This is Week 2 for meal plan but Week 3 since we started!
Eating Plan:
Breakfast-
Banana Blueberry Bread w/ cottage cheese. (The bread isn't terrible but maybe it was a tad undercooked. I used to like cottage cheese but now its a lot of work to eat 3/4 cup but I got suggested to try with pepper and salt)
AM Snack-
Apple and peanut butter (I can totally do this one with no problem!)
Lunch-
Inside the Egg Roll w/Brown rice. (I was worried about this one but the recipe didn't seem crazy so I kept pretty much everything in it, it actually tastes pretty good! I didn't do the sauce, I was going to try it but was missing an ingredient)
Go Snack-
Bell Pepper and Hummus (I tried a friends hummus it was okay but i'm not a fan of bell peppers in general so instead i'm doing the Wasa Cracker like last time even though it doesn't replace a veggie....maybe I should of just tried to find a hummus I like and used carrots, oh well)
Dinner-
Mediterranean Pasta w/Baked Chicken. (This one stressed me out a lot when I read the menu. It was all veggies that I do not care for but the noodle mix I made looks good and i'm excited about the chicken with it. So instead i'm doing a few piles of veggies on the side)
PM Snack-
Mango Almond Yogurt Drop (i'm so excited for this, I only get 2 of them, I've taste tested and they are yummy!)

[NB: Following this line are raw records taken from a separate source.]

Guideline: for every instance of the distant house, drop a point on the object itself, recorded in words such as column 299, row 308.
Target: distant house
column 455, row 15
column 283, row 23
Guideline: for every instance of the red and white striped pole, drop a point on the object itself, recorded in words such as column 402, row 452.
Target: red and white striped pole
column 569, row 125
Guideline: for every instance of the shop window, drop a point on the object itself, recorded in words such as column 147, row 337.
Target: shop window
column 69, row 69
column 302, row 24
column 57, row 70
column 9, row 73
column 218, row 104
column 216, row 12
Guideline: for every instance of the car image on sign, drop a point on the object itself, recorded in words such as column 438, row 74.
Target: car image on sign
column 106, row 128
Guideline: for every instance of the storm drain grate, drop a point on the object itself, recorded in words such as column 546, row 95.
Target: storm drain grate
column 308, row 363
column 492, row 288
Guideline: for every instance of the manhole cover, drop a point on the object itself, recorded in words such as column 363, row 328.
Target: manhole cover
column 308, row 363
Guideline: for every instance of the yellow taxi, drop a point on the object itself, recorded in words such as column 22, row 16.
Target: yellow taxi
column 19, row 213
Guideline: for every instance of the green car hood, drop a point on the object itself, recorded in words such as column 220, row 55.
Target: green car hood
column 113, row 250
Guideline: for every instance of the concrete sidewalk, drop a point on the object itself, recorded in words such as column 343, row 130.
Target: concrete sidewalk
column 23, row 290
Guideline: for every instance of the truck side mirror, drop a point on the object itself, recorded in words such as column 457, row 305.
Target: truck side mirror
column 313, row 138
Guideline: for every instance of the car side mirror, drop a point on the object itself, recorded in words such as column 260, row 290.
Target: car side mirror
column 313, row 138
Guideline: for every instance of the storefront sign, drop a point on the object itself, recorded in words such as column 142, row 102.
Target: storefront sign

One downside to prepping is that food doesn't always taste good reheated so the noodles aren't going to be so good reheated and the rice wasn't as good and fresh.
I had a cheat day on Sunday, Sunday I usually struggle with being good with food. I'm allowed some cheat but I wanted to try and avoid it because I fall fast down to my old paths. But I didn't do terrible. I still feel guilty about it though.
Each week and some days here and there I have a bit anxiety over the food for many different reasons. I decided to ask Spencer for a blessing of comfort through this process of change.
Here are a few things said that really helped me.
*Be open minded to try new things. And I will find some new likes. (I am trying but I will try harder, when someone suggests something I usually slam a door shut fast to the idea)
*Everyone is different and has likes and dislikes (I know this but I guess I didn't realize that maybe I was just always supposed to live with some more dislikes then other people and that's okay. It just makes me stand out and I don't like it, people always look at me weird for the things I don't care for. So I need to know it's okay to be different and have dislikes)
*You will have success. It will be a success for you. (It makes me feel really good that this process will turn out really good. And that it will be a success for me, not someone else's success, that it will be something that's big and successful to me even if it looks small to someone else)
I still have moments and days but I try to look back on what was said and remember that I am who I am and that's okay. This will be a great process for me even though stressful at times. =]
I have been napping during the day for a small time because I've felt a bit tired but it maybe is my bodies way of adjusting. I also wasn't sleeping very well but today I don't feel I need a nap =]
3 of my 4 ladies on my team were able to get together and prep together, that was really fun! And especially easier in a BIG kitchen =] In general its nice to get together with the girls!